I used to have cold fingertips, too. Madam Corinne, my piano instructor, picked me out from my classmates to give me lessons because “only a person with cold hands can be a good pianist.” We were ten students who went twice a week to the doctor’s French wife’s house. Before each class she made us wash our hands with cold water and told us that the secret of the perfection of the Stradivarius violins lay in the fact that Antonio Stradivari made them of wood from the Alps during the coldest times in history.

My fingers cannot play the piano even if I wanted to or knew how to. I looked at my twisted fingers, and I yelled at Isidro on the phone, “The rain sound is a sort of music for my granddaughter!”

“Music. Hmmm . . . a kind of an application, I guess. With the sound of the rain?” Isidro asked with taut voice.

It was like music. My granddaughter danced with it. I knew it was a dance. She did not walk, she danced instead, the short steps back and forth following the trickling of the rain.
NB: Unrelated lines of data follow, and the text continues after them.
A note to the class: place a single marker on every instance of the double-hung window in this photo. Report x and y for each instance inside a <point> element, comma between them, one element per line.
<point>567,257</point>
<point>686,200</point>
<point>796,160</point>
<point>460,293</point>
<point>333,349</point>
“My Rocío lives and dances with the rain. San Isidro, please help me.” Then I told him how my daughter brought this little machine for Rocío. When Rocío was only two, my daughter traveled to Nueva York and one day, I told her over the phone how Rocío would suddenly wail along with the thunder-like notes of the church’s organ. In those rainless days, I rested her on my lap. She was completely asleep during the mass but with music, with slight taps of the drums, she would wail, whoop, or her voice would intone a long vowel. I wish I knew how to play the piano well or at least how to sing. My throat is incapable of imitating the sound of clouds ripping apart.

It was during my daughter’s first visit after leaving for Nueva York that she brought the machine, the phone. She made me cut the landline. Putting the little machine on my ear, she made me hear the running water, the same sound I heard on the rainy days. Then, she put it in Rocío’s ears and she woke up. I clapped, thanking God.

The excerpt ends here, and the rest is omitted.